Okay, I guess an old timer will chime in... Intubation should not be removed from the curriculum. It is the Gold Standard and our patients should expect only the best... but be performed by the best. Unfortunately, we (EMS) have failed horribly! Alike ACLS education... uh... training... uh... demonstration...resuscitation componets have been so watered down, one should only expect poor outcome(s) and poor skill demonstration.
Amazing, we still want to avoid the "source" of the problems, instead we want to substitute and "avoid" the real problems of why we have a decrease in success. When I was taught intubation over 30+ years ago, we were taught the same airway techniques at a physician level... (you’re performing a physician level skill, you need physician level understanding of the procedure).. We were assigned to "Code Teams" and were not allowed to intubate for the first 15 minutes, carefully monitored by the anesthesiologist/physician. We had to demonstrate that we could control the airway successfully by basic techniques of positioning, basic airway adjuncts, suctioning without any side effects such as gastric distention.. etc. Why? One should master the basics before proceeding to advanced procedures.

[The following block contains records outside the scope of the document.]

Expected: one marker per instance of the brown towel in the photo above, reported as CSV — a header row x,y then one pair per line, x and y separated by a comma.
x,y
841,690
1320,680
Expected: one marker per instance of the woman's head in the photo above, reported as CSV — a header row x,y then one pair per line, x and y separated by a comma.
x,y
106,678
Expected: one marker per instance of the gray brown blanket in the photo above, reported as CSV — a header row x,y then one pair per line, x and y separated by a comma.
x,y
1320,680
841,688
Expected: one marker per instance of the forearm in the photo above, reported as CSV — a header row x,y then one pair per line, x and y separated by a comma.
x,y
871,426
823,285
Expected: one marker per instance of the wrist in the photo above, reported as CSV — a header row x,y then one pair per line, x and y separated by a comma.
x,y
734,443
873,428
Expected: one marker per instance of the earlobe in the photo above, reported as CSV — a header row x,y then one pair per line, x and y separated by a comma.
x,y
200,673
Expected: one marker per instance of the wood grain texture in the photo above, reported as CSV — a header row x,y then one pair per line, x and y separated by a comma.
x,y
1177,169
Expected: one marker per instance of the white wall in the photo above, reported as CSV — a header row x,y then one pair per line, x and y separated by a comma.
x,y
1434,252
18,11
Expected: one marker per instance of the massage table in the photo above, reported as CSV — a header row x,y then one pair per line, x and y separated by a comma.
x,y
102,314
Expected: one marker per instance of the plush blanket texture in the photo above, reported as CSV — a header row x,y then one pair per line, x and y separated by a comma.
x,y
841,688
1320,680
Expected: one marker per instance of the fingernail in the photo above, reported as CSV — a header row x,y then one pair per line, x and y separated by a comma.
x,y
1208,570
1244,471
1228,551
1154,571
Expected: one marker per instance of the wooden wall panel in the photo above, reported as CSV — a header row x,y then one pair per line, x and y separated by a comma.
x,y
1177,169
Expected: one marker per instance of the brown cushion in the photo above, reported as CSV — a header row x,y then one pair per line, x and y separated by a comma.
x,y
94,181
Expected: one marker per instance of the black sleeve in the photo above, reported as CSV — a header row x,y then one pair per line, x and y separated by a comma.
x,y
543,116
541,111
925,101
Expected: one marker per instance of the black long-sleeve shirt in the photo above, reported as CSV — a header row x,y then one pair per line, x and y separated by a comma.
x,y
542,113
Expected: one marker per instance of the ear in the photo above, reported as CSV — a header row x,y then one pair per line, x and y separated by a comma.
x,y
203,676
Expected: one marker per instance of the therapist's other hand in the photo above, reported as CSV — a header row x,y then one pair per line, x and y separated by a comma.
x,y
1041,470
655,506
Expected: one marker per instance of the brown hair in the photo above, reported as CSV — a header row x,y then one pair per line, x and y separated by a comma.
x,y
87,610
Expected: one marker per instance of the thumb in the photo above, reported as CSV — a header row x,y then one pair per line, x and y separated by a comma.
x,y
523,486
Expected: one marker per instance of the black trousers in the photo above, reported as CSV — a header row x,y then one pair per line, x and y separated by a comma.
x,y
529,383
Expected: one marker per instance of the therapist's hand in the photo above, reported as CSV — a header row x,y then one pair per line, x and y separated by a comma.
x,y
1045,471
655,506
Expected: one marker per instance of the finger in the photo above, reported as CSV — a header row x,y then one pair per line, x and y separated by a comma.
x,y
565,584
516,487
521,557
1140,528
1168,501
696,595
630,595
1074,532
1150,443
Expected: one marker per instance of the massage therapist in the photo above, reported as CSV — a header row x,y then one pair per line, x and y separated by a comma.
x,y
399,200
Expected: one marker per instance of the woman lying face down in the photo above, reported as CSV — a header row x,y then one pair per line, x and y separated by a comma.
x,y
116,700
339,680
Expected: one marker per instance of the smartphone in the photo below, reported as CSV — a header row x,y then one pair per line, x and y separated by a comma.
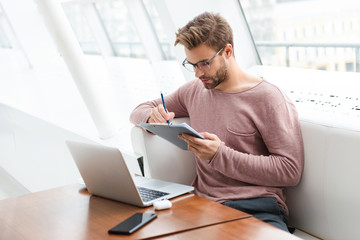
x,y
132,223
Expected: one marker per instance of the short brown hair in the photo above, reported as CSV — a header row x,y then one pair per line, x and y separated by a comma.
x,y
207,28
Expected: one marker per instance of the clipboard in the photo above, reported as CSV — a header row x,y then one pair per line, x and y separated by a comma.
x,y
171,132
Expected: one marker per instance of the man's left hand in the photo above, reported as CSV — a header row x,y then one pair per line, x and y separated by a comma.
x,y
203,148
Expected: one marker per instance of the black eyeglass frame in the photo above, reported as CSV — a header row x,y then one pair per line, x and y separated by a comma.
x,y
196,65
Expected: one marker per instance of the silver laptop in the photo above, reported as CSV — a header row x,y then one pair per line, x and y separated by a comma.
x,y
106,174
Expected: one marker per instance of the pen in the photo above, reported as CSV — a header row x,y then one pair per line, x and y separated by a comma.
x,y
162,99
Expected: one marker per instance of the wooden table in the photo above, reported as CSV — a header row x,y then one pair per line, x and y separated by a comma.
x,y
70,212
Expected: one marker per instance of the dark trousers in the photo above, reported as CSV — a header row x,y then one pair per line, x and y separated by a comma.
x,y
265,208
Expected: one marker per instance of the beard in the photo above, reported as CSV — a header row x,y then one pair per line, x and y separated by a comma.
x,y
220,76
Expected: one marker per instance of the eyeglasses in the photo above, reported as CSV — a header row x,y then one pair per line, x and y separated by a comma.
x,y
203,66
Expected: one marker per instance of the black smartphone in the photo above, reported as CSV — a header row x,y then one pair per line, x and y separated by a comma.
x,y
132,223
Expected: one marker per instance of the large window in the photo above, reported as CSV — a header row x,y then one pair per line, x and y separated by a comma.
x,y
104,27
319,34
4,41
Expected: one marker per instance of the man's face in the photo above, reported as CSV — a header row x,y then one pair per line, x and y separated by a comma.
x,y
218,67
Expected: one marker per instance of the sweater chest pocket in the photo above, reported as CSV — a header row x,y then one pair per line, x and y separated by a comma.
x,y
241,132
241,138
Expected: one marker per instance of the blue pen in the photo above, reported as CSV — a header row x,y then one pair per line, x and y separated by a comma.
x,y
162,99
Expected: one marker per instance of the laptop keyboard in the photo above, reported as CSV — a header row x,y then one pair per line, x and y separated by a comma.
x,y
150,194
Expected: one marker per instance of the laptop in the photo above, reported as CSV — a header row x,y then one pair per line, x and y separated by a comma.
x,y
107,175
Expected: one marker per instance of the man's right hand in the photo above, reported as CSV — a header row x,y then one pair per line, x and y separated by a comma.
x,y
159,115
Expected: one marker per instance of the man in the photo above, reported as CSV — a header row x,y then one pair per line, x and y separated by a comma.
x,y
253,147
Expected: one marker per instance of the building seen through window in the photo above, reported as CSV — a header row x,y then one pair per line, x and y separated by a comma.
x,y
316,34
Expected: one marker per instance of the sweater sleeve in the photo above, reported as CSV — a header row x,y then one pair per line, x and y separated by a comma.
x,y
284,164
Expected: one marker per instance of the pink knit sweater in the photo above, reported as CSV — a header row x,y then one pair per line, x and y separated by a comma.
x,y
261,151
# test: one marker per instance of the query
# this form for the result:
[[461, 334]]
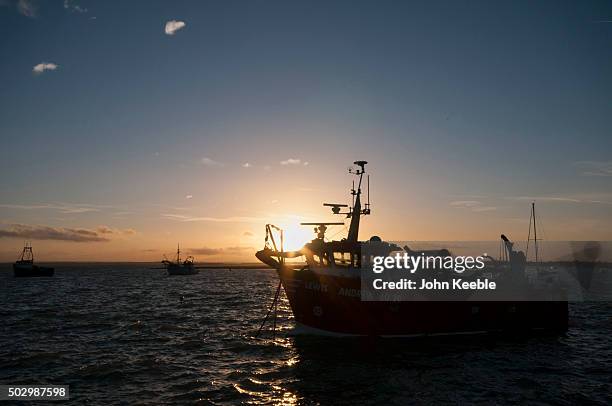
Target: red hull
[[332, 304]]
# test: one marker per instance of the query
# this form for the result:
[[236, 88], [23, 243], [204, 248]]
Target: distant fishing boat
[[324, 288], [178, 267], [25, 267]]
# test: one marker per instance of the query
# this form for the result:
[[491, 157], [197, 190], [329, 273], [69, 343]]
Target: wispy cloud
[[235, 219], [105, 230], [294, 161], [27, 8], [64, 208], [173, 26], [473, 205], [593, 198], [210, 162], [38, 232], [43, 66], [595, 168], [207, 251], [73, 6]]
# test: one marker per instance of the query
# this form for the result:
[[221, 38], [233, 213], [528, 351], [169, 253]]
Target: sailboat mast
[[535, 229]]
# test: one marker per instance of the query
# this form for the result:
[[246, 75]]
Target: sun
[[296, 235]]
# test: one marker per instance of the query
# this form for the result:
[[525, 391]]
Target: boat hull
[[28, 271], [332, 305], [174, 269]]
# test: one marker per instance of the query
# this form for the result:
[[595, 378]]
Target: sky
[[129, 127]]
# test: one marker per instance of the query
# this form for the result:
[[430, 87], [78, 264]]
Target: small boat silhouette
[[177, 267]]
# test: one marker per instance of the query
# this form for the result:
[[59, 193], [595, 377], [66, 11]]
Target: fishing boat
[[324, 288], [24, 267], [178, 267]]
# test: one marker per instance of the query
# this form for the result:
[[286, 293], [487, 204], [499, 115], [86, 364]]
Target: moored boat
[[324, 290], [178, 267], [25, 267]]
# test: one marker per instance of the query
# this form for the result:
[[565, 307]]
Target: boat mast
[[532, 219]]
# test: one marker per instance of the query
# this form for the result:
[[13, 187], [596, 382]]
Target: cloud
[[472, 205], [72, 6], [291, 161], [210, 162], [173, 26], [51, 233], [41, 67], [181, 217], [38, 232], [207, 251], [114, 231], [27, 8], [595, 168]]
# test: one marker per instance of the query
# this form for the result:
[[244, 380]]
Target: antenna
[[368, 192]]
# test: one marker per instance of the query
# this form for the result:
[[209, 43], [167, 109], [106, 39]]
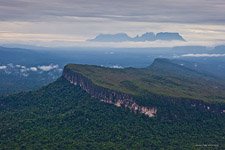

We were taught not all patients need to be intubated, when deciding to intubate there is more to it than ... "dropping a tube"... A thorough but quick assessment of potential problems such as Mallampati scoring, hypomental distance.. (etc) so it was not a "Surprise" when you received an airway from Hates. The provider with a very good knowledge and skills of basic airway management could provide airway management no matter what!
Yes, King and all other supplemental airway adjuncts (substitutes) are a good back up and should never be considered as the gold standard for those that will need a long term secured airway.
This is where will we see a change and unfortunately, most of those in EMS (especially students and even instructors) fail to recognize cardiac arrest (cardiac origin) patients primary etiology and successful outcome criteria is not the lack of airway or even ventilation. Something of mind changes from decades of previous thinking.
What I do foresee is intubation to be totally removed from the procedure of resuscitation of a cardiac arrest (cardiac etiology) and supraglottic airways (King/Combi etc) to be used due to the ease and truthfully the results will not change the outcomes. I do look for those patients that have a ROSC to be intubated for long term treatment (post resuscitation, hypothermia protocols, etc)... In other words, save aggressive treatment for those that demonstrate a potential of having a + outcome.
Placing simplistic airways such as King and so forth is not a highly advanced skill. Anyone with more than two digits (fingers) can do such. A monkey could perform the procedure. Unfortunately, we have "pushed" placing these in lieu of truly teaching EMS students on primary airway control with the ability to master these techniques and then to use devices as an adjunct. Again, we rush and push through essential education and we have seen the results, poor outcomes.